Atmaca: Das ist unterschiedlich. Manchen gesellschaftspolitischen Akteuren sind wir noch nicht ausreichend bekannt. Auch werden wir innerhalb der muslimischen Community manchmal skeptisch beäugt. Aber sobald wir mit Menschen ins Gespräch kommen - ob sie Muslime sind oder nicht -, funktioniert es oft auf persönlicher und lokaler Ebene. Dennoch wird es wohl noch ein längerer Weg sein, sowohl von muslimischer als auch von nichtmuslimischer Seite anerkannt zu werden - gerade auf nationaler Ebene - und ein Mitspracherecht einfordern zu können. Das heißt nicht, dass wir andere zurückdrängen wollen. Aber es gibt eine Vielfalt im Islam, und wir sind Teil davon.

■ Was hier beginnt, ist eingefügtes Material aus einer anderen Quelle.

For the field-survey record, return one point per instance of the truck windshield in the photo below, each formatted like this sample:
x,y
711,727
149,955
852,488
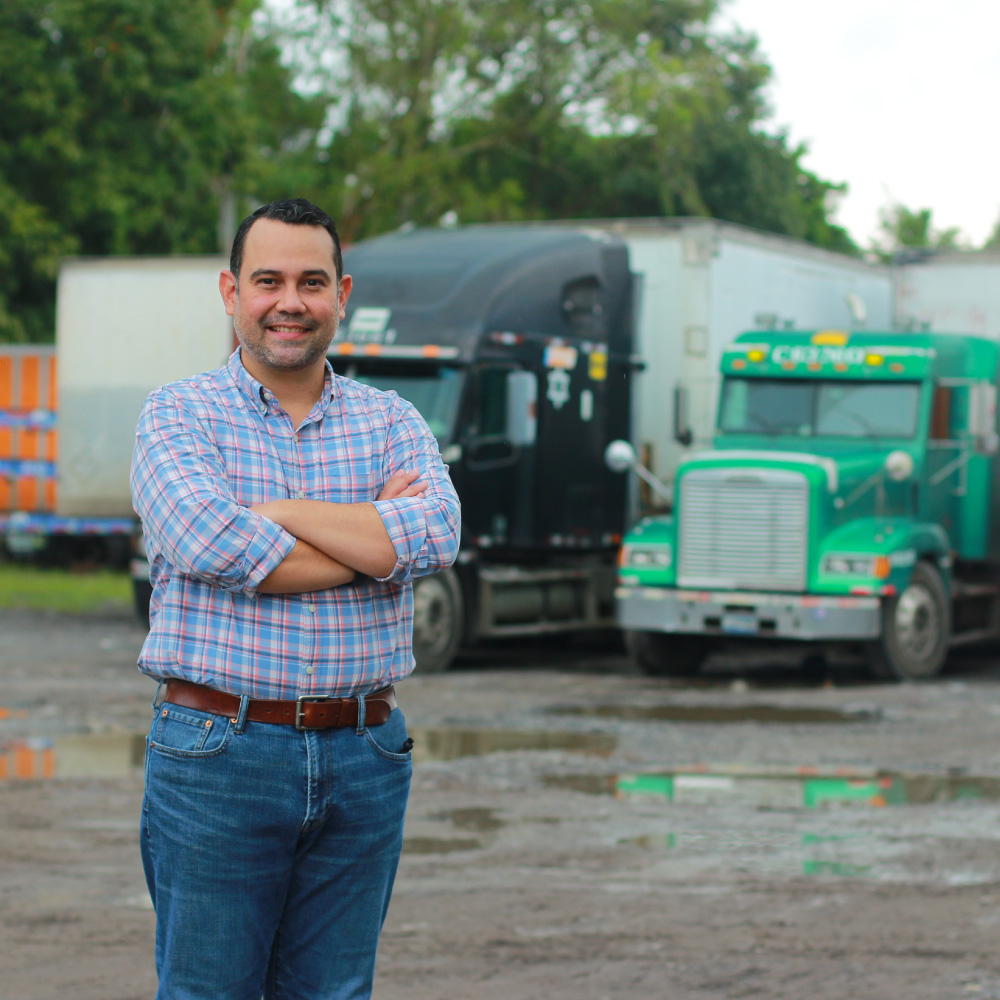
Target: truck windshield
x,y
813,408
433,389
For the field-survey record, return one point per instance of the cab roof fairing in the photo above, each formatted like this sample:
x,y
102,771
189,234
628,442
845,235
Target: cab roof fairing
x,y
450,287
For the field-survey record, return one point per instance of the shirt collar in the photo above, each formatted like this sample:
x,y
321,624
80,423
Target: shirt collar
x,y
262,399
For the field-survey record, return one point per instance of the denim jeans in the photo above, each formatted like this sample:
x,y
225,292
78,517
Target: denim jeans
x,y
270,854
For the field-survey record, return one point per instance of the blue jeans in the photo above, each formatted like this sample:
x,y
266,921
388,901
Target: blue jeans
x,y
270,854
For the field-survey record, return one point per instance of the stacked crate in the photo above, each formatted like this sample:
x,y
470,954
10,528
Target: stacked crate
x,y
27,428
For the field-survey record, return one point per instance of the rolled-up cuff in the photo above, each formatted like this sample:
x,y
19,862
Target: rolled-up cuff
x,y
268,548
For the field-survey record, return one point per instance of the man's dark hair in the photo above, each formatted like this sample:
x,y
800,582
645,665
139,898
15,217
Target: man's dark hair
x,y
294,211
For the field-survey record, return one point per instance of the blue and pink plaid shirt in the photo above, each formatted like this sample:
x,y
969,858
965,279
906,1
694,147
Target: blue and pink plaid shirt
x,y
208,448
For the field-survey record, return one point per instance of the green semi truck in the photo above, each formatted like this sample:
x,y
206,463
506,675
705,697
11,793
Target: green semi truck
x,y
850,498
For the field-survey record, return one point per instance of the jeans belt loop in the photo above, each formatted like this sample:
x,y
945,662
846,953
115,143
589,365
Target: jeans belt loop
x,y
156,695
300,710
241,716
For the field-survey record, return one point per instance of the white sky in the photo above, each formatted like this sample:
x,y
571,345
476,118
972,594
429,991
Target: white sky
x,y
899,98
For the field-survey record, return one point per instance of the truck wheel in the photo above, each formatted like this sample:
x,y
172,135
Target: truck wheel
x,y
666,654
438,621
916,627
142,592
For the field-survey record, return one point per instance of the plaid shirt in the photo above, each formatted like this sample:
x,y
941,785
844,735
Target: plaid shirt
x,y
209,447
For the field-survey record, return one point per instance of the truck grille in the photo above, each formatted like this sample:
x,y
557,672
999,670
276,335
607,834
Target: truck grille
x,y
743,528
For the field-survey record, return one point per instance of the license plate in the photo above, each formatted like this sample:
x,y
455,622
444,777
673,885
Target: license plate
x,y
740,623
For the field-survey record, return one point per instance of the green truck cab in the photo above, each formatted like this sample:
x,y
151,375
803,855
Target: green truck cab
x,y
848,499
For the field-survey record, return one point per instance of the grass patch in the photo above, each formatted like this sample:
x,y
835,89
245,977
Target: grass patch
x,y
30,588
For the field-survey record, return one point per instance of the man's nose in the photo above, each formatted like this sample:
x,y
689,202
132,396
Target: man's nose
x,y
290,301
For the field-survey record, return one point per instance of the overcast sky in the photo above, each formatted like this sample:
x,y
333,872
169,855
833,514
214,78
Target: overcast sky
x,y
899,98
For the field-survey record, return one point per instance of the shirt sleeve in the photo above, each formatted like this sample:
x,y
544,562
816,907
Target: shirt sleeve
x,y
181,492
424,530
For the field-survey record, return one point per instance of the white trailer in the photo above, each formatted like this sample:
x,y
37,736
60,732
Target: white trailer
x,y
949,292
704,282
124,326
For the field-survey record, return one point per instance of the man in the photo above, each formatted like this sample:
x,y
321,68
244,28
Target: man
x,y
286,511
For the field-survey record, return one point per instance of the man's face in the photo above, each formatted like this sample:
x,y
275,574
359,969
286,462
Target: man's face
x,y
288,302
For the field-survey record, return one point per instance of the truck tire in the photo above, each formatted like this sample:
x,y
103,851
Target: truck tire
x,y
142,592
666,654
916,629
438,621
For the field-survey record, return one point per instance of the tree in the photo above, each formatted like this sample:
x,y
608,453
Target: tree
x,y
127,123
507,109
904,229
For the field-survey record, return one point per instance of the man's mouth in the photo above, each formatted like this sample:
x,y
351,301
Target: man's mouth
x,y
285,331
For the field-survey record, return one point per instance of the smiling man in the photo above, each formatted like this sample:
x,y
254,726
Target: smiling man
x,y
286,512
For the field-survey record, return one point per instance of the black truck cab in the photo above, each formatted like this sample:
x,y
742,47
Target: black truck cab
x,y
515,342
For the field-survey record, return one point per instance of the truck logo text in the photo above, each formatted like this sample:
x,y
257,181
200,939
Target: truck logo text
x,y
818,354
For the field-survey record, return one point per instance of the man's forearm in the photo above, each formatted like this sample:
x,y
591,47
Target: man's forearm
x,y
349,533
304,570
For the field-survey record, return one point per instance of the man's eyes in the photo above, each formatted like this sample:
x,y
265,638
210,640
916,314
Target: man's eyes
x,y
308,283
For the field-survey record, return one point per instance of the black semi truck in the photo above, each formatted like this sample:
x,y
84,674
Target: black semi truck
x,y
516,344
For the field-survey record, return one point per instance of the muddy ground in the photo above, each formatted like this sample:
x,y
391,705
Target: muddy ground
x,y
576,831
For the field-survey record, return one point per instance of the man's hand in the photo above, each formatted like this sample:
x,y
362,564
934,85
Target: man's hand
x,y
402,484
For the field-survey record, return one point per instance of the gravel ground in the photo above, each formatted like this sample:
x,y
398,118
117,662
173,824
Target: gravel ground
x,y
575,830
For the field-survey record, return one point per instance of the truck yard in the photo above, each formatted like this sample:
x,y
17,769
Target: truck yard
x,y
576,830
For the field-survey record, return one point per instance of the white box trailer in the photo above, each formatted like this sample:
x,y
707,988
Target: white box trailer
x,y
702,283
949,292
124,326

Im Gegensatz zu den Kirchen haben die Muslime keine zentrale Organisationsstruktur. Wie schätzen Sie diese Situation ein?

Atmaca: Das macht die Kommunikation schwieriger, denn es gibt nicht einen zentralen Ansprechpartner, der für sich beanspruchen kann, etwa für alle Muslime in Deutschland zu sprechen. Eine zentralere Struktur könnte gewinnbringend sein. Die Voraussetzungen dafür sind jedoch gegenseitiger Respekt und Anerkennung unterschiedlicher Positionen innerhalb der muslimischen Community in Deutschland. Wir zum Beispiel repräsentieren eine Minderheit innerhalb einer Minderheit. Der liberale Ansatz hat aber ebenso eine Daseinsberechtigung wie traditionelle Herangehensweisen.

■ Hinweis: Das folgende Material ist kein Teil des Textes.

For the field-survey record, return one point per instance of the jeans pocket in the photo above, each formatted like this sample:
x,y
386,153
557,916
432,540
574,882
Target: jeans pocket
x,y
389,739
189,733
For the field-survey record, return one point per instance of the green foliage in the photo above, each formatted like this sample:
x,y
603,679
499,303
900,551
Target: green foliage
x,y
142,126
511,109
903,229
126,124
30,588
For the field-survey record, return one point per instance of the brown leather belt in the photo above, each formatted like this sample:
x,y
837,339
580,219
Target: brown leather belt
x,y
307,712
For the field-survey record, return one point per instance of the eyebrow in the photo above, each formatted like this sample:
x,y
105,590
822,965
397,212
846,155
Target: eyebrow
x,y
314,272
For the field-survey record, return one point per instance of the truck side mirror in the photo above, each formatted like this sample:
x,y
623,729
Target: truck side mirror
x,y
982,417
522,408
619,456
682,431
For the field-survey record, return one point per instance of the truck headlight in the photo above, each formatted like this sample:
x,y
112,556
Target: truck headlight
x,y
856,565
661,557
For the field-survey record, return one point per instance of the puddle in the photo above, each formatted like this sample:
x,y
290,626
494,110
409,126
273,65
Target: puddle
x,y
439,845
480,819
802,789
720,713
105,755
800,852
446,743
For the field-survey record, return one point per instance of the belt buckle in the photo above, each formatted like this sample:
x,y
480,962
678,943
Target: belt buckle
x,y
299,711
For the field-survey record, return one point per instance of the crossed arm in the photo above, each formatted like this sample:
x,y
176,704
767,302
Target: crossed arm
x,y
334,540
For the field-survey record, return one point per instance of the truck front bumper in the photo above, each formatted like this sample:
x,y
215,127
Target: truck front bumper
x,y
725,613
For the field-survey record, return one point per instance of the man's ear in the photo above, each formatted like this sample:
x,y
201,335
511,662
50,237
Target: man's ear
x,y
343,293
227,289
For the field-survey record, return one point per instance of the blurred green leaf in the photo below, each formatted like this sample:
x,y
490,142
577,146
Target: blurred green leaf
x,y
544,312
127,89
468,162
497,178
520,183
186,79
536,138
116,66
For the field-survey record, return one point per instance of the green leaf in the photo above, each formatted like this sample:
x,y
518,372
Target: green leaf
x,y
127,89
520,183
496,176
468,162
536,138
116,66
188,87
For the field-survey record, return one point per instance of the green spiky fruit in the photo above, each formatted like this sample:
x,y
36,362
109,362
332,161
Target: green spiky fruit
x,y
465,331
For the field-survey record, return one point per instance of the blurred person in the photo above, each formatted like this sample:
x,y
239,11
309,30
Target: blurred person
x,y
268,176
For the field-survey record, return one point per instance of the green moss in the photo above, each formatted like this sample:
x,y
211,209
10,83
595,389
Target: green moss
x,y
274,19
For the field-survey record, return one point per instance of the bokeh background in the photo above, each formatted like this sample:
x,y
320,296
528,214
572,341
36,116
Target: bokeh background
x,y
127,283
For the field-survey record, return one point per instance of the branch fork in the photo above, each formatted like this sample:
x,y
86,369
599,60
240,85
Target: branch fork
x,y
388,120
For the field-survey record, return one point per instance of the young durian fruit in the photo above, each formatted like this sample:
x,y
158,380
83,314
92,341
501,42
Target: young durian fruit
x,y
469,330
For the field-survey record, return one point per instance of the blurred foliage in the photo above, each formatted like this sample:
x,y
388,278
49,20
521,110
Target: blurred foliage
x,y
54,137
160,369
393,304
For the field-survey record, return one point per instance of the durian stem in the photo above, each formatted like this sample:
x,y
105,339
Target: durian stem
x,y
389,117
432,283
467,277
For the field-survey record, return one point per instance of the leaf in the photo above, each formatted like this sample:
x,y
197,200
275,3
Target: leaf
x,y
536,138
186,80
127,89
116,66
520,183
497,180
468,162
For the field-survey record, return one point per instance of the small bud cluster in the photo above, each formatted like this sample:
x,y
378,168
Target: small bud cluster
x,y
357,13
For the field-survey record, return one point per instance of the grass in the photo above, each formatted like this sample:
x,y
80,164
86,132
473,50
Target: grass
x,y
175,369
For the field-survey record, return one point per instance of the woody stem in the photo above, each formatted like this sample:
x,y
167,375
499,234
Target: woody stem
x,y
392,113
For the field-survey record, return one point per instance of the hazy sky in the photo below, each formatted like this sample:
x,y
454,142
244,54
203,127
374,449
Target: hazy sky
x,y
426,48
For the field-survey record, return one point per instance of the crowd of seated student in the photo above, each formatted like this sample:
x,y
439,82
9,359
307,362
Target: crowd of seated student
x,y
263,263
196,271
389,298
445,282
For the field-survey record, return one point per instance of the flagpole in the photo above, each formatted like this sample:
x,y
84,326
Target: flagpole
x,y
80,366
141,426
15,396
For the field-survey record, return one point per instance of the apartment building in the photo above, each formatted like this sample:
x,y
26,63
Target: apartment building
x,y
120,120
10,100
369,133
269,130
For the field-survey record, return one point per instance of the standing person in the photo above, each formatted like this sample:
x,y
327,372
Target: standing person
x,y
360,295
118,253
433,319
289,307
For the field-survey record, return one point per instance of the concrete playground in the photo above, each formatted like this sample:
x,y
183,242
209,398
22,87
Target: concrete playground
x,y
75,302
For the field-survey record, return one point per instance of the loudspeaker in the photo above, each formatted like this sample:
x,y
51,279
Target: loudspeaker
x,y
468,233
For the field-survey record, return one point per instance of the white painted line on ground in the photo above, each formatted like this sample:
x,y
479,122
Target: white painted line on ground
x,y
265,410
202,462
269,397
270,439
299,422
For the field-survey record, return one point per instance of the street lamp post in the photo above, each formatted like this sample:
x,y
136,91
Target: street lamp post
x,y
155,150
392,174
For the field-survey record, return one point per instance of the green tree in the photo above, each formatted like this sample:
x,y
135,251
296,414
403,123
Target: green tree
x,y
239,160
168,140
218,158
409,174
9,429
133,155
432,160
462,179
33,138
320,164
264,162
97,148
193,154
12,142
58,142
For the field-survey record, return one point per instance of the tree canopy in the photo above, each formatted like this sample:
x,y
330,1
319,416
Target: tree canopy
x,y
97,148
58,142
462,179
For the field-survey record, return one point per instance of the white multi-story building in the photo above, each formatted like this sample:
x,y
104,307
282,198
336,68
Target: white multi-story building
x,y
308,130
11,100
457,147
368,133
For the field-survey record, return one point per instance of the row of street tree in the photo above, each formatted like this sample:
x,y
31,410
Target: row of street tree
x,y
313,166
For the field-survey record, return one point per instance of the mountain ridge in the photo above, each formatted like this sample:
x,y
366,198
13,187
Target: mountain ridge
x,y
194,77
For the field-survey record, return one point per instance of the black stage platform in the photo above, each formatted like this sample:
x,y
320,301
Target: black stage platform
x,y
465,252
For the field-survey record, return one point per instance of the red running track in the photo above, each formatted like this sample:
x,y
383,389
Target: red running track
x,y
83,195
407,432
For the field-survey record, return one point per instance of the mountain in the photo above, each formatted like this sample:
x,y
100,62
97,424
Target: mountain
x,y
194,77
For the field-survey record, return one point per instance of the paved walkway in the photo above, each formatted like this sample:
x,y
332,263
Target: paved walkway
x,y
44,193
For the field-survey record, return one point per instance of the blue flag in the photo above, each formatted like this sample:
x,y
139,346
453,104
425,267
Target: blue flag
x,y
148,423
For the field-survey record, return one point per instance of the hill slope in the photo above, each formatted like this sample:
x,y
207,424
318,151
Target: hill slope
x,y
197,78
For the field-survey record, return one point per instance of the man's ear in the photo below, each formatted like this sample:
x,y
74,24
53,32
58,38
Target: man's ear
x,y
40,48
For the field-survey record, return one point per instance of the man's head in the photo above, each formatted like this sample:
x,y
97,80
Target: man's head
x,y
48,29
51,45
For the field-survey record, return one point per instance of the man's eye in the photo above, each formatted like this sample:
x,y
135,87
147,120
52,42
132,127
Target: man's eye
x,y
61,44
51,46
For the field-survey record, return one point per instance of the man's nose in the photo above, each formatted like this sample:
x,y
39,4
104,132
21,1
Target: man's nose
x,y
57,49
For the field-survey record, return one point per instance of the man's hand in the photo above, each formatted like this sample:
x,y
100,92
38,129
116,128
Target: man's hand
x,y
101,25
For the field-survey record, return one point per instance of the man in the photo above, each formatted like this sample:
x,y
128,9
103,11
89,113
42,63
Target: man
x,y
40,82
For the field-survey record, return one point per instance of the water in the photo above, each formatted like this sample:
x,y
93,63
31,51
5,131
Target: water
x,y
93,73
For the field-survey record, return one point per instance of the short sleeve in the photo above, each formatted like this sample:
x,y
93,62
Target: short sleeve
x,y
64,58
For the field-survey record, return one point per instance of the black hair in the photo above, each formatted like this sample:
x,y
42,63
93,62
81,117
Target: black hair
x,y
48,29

Über den Islam wird derzeit viel debattiert. Welche Schwerpunkte erscheinen Ihnen besonders wichtig?

Atmaca: Mit der sogenannten Flüchtlingskrise kommen alte Debatten wieder auf: etwa die Frage, ob der Islam überhaupt zu Deutschland passt, ob der Islam demokratisch und tolerant gegenüber Andersgläubigen ist. Wir sind noch immer nicht an dem Punkt, entspannt von «deutschen Muslimen» oder «muslimischen Deutschen» zu sprechen. In öffentlichen Debatten wird vielmehr getrennt zwischen «den Muslimen» und «den Deutschen».

Was macht die deutschen Muslime aus Ihrer Sicht aus?

Atmaca: Der allergrößte Teil von ihnen kommt gut zurecht mit dem politischen System, mit den Rechten und Freiheiten. Das ist übrigens kein deutsches Phänomen. In der islamischen Geschichte gab es stets eine große Flexibilität und Anpassungsfähigkeit. Der Islam schreibt kein bestimmtes Gesellschaftsbild vor. Bei den Debatten über islamische Vorschriften, die sowohl von Muslimen als auch von Nichtmuslimen geführt werden, wird oft vergessen, wie Muslime tatsächlich leben.

Ein anderes wiederkehrendes Thema ist der Terror ...

Atmaca: Mit Radikalisierungstendenzen müssen wir uns auseinandersetzen. Wir müssen uns fragen, wie wir damit umgehen und was wir dem entgegensetzen. Dazu gehört auch das kritische Hinterfragen bestimmter Denk- und Argumentationsstrukturen, was liberale und progressive Muslime bereits tun. Ich vertrete nicht die Position, die Religion an sich sei verantwortlich für Terrorismus. Aber wir müssen uns kritisch fragen, wie bestimmte, religiös inspirierte und Gewalt billigende Denkmodelle solch eine Anziehungskraft entwickeln konnten.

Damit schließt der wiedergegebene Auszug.